A few key takeaways from our latest research on how trends in housing production have contributed to disparities in how many and what kinds of households can get into homeownership or access areas of opportunity through renting. http://bit.ly/supply-and-access https://twitter.com/TernerHousing/status/1197601238096891904
We know housing production has failed to keep up with demand in many major metro areas. And what has been built for sale has been dominated by (more expensive) SF detached houses. Entry-level for-sale homes have dwindled and gotten more expensive in most major metros.
Some of the individual metro stats are really jaw-dropping. Like, the typical bottom-tier home prices in the LA, Oxnard, San Diego, San Jose, and San Francisco metros is now higher than the typical top-tier home price in 72 other major metro areas. http://bit.ly/supply-and-access
Who is managing to buy amid these trends? Recent homebuyers now are higher-income, older, and less likely to be Black than they were in 2000.
For recent homebuyers in metros like Austin, San Antonio, San Francisco, & LA, typical incomes were more than $20k higher in real terms compared to homebuyers in 2000. The % of homebuyers <35 dropped by more than 10 percentage pts in metros incl. Charlotte, Denver, & Stockton.
New construction that departed from the SF detached norm provided access to homeownership for a more diverse pool of homebuyers. We’re just not building enough of it. So what about households who can’t buy? Supply constrains their choices as well.
The dominance of single-family construction in the nation’s major metros spurred the number of Single-Family neighborhoods to jump by nearly 40% since 1990, at the expense of neighborhoods with more mixed housing stock. http://bit.ly/supply-and-access
Our analysis shows that SF neighborhoods score highest on indicators of opportunity, but because rental housing is still predominantly multifamily relatively few rental (and even fewer affordable) options exist in SF neighborhoods.

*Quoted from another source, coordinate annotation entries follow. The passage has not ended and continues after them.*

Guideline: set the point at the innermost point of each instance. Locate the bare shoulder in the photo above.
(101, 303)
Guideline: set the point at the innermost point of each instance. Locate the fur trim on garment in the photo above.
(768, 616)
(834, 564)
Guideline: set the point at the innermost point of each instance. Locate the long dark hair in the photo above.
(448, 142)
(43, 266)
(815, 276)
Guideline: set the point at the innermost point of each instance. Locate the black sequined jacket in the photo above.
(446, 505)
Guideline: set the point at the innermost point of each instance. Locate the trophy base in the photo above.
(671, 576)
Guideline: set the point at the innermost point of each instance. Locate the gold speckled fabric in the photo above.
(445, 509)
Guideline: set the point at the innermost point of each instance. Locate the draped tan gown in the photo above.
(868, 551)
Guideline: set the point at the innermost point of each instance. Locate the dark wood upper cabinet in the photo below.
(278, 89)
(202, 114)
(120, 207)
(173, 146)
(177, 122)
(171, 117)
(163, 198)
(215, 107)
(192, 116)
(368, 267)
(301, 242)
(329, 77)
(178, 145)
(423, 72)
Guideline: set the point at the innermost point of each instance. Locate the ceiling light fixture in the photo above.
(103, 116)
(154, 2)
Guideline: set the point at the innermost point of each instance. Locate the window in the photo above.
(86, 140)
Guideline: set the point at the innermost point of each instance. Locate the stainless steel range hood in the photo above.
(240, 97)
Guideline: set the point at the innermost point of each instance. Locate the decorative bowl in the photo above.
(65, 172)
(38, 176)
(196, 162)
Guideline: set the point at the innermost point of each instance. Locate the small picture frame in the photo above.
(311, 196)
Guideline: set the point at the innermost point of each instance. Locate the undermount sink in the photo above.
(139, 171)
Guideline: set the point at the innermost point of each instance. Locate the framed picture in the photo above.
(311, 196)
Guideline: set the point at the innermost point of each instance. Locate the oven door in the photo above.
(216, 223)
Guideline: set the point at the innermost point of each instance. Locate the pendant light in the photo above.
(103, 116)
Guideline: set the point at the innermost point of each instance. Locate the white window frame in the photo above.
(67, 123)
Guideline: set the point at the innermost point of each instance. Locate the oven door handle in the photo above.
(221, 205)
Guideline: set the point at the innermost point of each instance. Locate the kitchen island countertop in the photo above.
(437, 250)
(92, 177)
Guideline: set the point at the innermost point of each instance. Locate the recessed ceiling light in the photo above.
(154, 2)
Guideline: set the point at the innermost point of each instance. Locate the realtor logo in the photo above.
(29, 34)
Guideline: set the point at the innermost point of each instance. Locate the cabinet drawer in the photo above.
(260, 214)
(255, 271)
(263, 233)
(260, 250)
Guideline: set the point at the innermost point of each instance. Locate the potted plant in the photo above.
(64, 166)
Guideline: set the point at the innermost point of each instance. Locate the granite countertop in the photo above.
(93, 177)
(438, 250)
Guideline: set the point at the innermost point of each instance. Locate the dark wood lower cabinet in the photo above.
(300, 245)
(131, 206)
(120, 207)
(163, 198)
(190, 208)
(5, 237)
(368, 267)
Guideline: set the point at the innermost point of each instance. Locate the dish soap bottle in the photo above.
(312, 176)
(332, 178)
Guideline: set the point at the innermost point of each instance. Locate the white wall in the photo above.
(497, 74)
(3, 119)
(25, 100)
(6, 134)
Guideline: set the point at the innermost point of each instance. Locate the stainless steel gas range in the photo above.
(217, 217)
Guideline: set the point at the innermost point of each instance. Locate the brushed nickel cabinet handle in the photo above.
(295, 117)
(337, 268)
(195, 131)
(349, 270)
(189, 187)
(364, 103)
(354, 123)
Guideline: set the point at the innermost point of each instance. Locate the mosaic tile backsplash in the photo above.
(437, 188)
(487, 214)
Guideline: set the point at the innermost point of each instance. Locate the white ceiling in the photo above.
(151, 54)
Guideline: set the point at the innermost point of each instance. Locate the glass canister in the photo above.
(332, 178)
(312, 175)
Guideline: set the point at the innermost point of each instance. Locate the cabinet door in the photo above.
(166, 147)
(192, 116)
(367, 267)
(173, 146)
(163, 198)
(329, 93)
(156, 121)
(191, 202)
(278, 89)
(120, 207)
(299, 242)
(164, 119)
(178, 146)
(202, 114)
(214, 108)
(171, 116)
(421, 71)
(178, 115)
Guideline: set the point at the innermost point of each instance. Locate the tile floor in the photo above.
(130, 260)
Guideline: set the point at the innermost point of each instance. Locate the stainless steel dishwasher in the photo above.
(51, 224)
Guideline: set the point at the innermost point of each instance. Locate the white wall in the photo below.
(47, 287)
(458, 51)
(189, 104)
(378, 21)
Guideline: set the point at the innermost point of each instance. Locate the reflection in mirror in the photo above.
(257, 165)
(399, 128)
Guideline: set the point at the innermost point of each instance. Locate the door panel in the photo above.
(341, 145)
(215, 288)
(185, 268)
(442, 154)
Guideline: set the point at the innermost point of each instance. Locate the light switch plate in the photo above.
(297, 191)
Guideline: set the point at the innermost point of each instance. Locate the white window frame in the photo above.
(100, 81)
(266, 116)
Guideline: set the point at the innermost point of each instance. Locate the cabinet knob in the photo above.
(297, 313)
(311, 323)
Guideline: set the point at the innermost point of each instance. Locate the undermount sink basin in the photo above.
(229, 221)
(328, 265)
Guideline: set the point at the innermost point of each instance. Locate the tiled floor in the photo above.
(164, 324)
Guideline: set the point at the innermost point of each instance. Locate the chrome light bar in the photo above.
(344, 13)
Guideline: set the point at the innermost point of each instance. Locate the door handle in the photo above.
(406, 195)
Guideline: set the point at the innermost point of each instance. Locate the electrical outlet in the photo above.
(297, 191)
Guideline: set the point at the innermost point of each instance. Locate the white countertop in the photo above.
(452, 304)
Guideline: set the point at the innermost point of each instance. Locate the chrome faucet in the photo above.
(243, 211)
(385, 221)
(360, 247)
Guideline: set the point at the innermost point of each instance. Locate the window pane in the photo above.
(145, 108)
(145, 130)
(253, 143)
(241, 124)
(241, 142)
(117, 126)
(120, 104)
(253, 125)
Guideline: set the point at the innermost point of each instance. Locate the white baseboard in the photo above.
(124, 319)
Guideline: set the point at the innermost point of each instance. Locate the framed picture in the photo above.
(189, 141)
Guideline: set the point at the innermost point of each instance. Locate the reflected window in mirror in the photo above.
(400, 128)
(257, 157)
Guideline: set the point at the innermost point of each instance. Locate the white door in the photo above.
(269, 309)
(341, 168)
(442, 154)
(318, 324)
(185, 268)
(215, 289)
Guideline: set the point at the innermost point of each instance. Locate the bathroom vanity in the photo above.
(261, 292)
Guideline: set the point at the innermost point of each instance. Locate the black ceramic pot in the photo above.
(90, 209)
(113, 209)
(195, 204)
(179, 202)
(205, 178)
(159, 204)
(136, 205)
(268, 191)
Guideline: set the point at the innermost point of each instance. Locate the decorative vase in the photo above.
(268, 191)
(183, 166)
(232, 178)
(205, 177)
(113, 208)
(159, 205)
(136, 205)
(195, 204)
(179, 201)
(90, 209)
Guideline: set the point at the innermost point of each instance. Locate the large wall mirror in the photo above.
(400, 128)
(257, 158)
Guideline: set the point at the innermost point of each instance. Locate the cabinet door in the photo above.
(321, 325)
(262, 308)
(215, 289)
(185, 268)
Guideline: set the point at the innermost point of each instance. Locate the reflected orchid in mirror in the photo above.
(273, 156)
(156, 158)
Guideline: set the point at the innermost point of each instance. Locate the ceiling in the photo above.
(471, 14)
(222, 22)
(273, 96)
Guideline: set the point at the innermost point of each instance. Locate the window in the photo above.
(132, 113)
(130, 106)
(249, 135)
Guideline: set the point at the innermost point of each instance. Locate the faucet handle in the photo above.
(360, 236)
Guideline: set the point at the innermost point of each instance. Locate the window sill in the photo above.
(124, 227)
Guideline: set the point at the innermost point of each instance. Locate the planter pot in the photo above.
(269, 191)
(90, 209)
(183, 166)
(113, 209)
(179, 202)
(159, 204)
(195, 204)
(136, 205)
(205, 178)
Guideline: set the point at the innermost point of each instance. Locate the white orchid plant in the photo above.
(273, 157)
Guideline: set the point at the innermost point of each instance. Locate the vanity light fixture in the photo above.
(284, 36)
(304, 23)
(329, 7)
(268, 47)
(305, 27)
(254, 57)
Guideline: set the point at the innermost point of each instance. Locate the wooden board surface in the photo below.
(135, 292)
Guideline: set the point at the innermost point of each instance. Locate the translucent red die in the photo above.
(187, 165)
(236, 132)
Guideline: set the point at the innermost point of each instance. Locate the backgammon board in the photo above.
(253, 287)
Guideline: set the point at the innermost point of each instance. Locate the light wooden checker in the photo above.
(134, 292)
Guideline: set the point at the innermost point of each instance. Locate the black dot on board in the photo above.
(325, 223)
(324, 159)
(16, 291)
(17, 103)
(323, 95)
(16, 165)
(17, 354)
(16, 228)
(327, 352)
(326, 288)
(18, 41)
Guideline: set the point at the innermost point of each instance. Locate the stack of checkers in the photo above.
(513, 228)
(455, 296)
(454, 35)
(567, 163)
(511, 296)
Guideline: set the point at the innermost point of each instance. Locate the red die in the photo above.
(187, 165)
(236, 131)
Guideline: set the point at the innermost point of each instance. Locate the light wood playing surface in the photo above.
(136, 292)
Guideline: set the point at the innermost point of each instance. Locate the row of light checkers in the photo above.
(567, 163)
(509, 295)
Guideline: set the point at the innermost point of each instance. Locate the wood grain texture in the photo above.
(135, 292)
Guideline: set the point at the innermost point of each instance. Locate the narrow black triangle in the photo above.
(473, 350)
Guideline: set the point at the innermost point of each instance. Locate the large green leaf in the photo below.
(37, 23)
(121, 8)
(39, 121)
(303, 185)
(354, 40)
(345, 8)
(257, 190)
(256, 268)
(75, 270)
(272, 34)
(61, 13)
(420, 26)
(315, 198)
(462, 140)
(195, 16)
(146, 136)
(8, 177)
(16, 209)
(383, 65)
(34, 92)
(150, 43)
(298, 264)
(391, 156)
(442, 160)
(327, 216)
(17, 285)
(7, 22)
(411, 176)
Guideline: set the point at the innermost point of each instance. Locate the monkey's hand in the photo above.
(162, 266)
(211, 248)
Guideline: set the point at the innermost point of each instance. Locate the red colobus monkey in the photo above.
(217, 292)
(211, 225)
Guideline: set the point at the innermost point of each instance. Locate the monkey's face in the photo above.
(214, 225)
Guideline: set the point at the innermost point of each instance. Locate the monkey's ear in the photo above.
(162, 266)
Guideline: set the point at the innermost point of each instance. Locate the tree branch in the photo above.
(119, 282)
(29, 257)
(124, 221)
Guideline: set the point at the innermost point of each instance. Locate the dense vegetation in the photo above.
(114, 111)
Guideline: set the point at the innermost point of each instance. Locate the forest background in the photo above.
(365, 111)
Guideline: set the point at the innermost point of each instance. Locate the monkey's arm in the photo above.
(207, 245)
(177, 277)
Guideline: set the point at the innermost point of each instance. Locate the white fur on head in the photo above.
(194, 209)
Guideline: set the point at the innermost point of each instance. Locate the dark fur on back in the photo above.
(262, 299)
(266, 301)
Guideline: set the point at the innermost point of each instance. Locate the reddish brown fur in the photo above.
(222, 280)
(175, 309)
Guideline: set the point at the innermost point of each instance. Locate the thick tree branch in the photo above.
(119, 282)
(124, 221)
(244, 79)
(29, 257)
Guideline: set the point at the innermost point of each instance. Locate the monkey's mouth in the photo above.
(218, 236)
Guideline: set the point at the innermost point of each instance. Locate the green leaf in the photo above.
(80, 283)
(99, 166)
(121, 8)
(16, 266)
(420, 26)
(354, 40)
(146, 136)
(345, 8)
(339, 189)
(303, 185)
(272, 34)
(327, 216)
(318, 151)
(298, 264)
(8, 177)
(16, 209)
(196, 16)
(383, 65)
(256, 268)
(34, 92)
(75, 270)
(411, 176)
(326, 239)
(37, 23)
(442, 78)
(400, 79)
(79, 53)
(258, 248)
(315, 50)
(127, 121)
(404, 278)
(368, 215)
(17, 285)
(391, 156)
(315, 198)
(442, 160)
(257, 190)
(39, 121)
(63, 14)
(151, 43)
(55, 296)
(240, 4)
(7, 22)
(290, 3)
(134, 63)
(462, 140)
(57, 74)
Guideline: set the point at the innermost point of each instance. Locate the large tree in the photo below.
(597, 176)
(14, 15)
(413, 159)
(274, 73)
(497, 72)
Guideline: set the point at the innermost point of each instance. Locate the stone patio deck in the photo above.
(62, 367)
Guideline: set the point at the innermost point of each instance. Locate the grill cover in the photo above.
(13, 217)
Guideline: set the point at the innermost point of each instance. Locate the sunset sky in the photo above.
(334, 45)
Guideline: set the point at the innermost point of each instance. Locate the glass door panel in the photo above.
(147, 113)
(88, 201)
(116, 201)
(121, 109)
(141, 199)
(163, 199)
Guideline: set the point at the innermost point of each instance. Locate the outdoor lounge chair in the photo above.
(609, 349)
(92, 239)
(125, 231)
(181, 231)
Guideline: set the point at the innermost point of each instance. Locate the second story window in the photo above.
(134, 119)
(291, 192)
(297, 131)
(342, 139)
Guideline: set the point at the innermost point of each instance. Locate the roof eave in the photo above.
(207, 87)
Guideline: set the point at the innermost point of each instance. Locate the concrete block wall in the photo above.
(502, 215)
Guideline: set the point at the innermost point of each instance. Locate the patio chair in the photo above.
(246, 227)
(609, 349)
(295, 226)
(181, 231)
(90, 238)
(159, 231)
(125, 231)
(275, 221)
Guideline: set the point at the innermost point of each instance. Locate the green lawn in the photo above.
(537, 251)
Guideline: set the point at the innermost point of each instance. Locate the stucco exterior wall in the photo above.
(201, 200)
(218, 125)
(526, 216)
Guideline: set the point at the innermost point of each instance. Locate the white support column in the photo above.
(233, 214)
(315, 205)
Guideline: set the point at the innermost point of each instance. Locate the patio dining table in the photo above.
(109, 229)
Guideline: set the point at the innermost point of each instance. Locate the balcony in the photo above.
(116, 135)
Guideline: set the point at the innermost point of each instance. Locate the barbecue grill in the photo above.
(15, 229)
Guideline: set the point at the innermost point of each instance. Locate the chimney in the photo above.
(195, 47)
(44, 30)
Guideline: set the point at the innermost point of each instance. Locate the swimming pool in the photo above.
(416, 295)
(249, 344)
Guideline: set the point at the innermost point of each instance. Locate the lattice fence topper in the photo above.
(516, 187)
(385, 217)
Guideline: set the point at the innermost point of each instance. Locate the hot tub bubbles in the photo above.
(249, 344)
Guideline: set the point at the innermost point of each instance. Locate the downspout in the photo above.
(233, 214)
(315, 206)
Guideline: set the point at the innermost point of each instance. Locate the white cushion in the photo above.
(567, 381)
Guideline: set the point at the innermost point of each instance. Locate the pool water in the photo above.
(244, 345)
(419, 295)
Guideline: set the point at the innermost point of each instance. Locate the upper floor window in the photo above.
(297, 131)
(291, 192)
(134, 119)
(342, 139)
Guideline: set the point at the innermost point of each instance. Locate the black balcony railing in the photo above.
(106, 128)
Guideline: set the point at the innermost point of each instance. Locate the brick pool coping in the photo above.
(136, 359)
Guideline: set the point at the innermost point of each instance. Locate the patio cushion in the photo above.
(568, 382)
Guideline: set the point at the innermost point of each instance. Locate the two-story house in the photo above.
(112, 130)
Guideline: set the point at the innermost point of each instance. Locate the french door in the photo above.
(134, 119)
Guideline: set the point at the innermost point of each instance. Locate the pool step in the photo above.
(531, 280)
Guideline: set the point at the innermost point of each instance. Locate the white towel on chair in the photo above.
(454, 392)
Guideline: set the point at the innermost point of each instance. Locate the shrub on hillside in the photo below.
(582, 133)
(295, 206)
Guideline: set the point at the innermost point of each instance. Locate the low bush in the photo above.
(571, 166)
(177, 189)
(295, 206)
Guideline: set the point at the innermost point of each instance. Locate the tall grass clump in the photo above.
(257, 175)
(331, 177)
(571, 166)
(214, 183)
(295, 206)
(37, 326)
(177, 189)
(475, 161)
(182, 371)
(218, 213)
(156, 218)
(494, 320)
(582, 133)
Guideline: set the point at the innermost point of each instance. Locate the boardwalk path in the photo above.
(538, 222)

What about the growing number of SF rentals? Fewer than 1 in 4 are actually located in SF neighborhoods. And the more SF rentals concentrate in a neighborhood the more likely that neighborhood is to be high poverty.
And what about new construction LIHTC? Not surprisingly, new affordable units have disproportionately clustered in neighborhoods that allow denser multifamily development & have made limited inroads into SF neighborhoods.
But those that did increased access to low poverty neighborhoods, often through building more smaller-scale-than-average projects. What do these findings suggest about policy efforts to increase access to areas of opportunity for low-income renters?
As much as more affordable housing and more tenant-based subsidies are needed, unless those efforts take into account—& align with efforts to shift—the myriad policies that constrain how much, where, & the types of housing built, they will struggle to scale access to opportunity.
The papers tee up a range of supply-oriented strategies to address gaps in access to entry level homeownership and the neighborhood choice constraints facing low-inc renters, from how we finance and incentivize production to reg reform and curbing costs. http://bit.ly/supply-and-access
But one last word abt scale. Localities hold a lot of power in shaping housing trends. Minneapolis’ recent SF zoning reform shows one way cities can lead in pursuing supply solutions. But these maps underscore why ending exclusion will require regional action and accountability.